Exosome-associated tetraspanin CD63 is a potential target for the inhibition of infectious envelope formation of hepatitis B virus

【Background/aim】The intraluminal vesicles (ILVs) generated within multivesicular bodies (MVBs) have been implicated in the late synthesis stages of HBV. In this study, we tried to clarify the association between HBV and the tetraspanin protein CD63, which is known to be a prominent and essential component of ILVs.
【Methods】Using HBV-expressing cells, we observed colocalization of CD63 and HBV proteins with immunofluorescent microscopy. After the depletion of CD63 with siRNA, intracellular/extracellular viral components were quantified generally. 

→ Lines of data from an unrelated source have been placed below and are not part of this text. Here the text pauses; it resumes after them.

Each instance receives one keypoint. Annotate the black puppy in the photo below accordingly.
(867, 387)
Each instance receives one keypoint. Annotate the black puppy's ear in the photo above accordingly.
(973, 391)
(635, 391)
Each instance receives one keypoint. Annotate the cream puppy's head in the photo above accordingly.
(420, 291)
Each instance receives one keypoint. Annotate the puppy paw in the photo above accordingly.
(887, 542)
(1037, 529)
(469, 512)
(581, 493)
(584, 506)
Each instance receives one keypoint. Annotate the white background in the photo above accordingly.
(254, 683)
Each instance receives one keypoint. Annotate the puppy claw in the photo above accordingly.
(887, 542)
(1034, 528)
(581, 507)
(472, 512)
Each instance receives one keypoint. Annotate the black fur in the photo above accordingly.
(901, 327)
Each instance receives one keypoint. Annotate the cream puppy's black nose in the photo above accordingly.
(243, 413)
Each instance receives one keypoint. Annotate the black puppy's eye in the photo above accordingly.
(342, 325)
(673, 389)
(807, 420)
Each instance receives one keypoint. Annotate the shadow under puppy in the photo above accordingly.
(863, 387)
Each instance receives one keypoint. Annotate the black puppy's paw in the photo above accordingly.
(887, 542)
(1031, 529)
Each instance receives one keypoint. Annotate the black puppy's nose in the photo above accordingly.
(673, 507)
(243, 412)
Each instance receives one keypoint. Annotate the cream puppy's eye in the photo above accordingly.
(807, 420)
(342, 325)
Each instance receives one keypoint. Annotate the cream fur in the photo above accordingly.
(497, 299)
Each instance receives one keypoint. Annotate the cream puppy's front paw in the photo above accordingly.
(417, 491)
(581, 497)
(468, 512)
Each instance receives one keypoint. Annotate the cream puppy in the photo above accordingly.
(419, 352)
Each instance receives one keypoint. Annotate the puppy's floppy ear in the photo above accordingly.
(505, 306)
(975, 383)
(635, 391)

【Results】siRNA-mediated depletion of CD63 induced a substantial accumulation of intracellular LHBs protein but did not alter the levels of either intra- or extracellular HBV DNA, nor pregenomic RNA. Consistent with these findings, we found that markedly less LHBs protein was associated with the released HBV particles from CD63 siRNA-treated cells. Therefore, it was considered that CD63 is required for the efficient incorporation of LHBs to the envelope. Additionally, after the CD63 depletion, the amount of 2.4/2.1 kb mRNA was increased, suggesting that CD63 might affect the transcription of envelope proteins. Importantly, the HBV viral particles that were shed from CD63-depleted cells were substantially less infective than those collected from control cells. 
【Conclusion】These findings implicate CD63 might be an important component in the formation of infectious HBV particles. The inhibition of a potential interaction between CD63 and LHBs might be an option for a novel antiviral approach.